手老省三先生御退職特集


「手老省三先生の退職によせて」 新潟大学自然科学系 生駒 忠昭

「手老先生の御退職に寄せて」 信州大学全学教育機構 勝木 明夫


手老省三先生の退職によせて


新潟大学自然科学系 生駒 忠昭


 拳を軽く握り締め、直角に曲げた両腕を前後に揺さぶりながら、「サーッて。」と力強く息を吐く。お茶飲み休憩から研究活動に戻ろうとする際に手老研の学生がとるコミカルな仕草です。知ってか知らずかセミナー開始直前の手老先生も同じ仕草。どうやら、研究に没頭しようとするときの癖のようです。先生は、若い人達との議論を何よりも大事にされていました。データの信憑性・解析の妥当性・考察の論理について議論が続き、問題点に対する対応策が見つかるまでセミナーは終わりません。繰り返される試練を乗り越えた学生が無事卒業されたときなどは、ホッとした表情をされておられました。毎年続くこうしたやり取りを傍らで拝見し、「根気強いなぁ。短気な俺には務まらね〜や。」と良く感心したものです。

 研究室の創立当初、先生はバドミントン大会をしばしば催されました。
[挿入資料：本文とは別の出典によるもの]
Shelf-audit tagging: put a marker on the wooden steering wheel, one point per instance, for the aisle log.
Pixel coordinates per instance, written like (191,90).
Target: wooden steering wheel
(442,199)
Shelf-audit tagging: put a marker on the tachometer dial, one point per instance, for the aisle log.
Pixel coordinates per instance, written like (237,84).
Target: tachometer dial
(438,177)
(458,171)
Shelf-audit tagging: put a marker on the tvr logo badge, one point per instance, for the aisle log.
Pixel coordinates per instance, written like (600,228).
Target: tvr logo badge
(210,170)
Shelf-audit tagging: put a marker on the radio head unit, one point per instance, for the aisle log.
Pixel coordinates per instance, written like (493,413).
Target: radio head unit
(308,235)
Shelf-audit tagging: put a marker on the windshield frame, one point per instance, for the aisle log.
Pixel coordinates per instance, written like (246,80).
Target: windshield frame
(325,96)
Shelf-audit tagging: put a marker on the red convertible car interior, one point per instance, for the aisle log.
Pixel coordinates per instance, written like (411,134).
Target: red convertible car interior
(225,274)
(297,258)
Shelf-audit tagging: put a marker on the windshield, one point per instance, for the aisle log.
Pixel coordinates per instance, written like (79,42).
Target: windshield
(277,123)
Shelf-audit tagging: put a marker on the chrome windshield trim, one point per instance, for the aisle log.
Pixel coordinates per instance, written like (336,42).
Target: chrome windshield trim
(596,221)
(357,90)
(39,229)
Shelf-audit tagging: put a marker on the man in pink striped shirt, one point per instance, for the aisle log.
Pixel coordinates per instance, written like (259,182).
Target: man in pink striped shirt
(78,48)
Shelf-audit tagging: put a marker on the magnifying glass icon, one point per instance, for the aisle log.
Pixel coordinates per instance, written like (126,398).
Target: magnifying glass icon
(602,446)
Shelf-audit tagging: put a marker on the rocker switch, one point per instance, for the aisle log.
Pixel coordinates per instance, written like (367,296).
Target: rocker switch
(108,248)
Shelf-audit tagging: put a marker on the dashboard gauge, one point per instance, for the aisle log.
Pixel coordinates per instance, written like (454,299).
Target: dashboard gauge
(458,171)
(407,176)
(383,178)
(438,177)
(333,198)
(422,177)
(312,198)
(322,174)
バドミントンの腕前は冗談抜きで素人離れ。トーナメントでは常勝組み。しかし、その影でペアーを組んでもらう相手探しに、幹事は近隣の研究室を訪ね歩きました。毎回新メンバーが加わるため、大会後のコンパも盛り上がりました。おかげで、研究室間での実験器具の貸借は、気兼ねなくできました。ここまで先生が考えて大会を主催したかは定かでありませんが、明らかにバドミントン好きのおかげでしょう。
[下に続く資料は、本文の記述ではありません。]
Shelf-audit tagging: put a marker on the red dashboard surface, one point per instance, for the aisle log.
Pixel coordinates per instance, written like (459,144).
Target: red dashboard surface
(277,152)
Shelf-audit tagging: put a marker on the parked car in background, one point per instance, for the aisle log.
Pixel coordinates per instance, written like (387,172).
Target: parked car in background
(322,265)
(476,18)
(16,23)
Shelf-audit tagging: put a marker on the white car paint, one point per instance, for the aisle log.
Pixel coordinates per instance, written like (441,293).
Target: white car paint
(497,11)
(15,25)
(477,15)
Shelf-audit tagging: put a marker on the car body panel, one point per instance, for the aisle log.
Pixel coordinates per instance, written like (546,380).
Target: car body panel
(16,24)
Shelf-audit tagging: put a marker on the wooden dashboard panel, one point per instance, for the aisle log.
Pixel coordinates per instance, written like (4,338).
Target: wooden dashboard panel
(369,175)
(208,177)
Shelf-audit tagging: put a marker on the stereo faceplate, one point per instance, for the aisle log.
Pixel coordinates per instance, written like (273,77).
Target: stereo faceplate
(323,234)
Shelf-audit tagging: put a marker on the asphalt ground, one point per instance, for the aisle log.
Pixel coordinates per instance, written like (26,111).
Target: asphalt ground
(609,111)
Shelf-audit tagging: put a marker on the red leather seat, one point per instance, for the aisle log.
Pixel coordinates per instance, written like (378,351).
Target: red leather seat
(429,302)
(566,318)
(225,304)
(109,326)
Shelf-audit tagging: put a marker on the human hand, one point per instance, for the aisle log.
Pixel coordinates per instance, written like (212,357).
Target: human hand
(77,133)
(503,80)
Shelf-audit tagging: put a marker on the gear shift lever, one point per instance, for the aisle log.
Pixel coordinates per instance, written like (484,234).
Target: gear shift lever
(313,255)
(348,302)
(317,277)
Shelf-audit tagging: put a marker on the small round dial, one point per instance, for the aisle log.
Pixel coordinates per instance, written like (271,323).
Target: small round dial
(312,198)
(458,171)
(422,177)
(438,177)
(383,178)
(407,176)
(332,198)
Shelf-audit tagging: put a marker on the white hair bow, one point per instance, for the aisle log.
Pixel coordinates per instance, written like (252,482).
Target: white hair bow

 先生の教養の広さについて言及するまでもありませんが、会食や飲み会の席では政治・経済・歴史・文化・芸術と多岐に渡ってお話され、周りがいつのまにか知的な雰囲気になっていました。しかし、博学がもたらす悪戯も沢山ありました。一番の功罪は、人を凍らせる親父ギャク。セミナー中の「塩が入っていない溶液じゃ、しぉうがないなぁ。」発言から芋煮会における「コンニャクを婚約者と今夜食う。」暴言まで、訳分からない駄洒落の数々。目を泳がせながら閉口している我々を気にも留めず、駄洒落の後は決まって大きな一人笑い。言葉遊びが上手な秘書とは連日駄洒落の応酬。微妙な緊張感の中、二人だけの世界が構築され、周りはいたたまれなくなってしまいました。駄洒落癖が高じてか、先生は現在俳句を楽しまれているとのこと。「へっ?!そうなの?!」と妙に納得するのは私だけではないはずです。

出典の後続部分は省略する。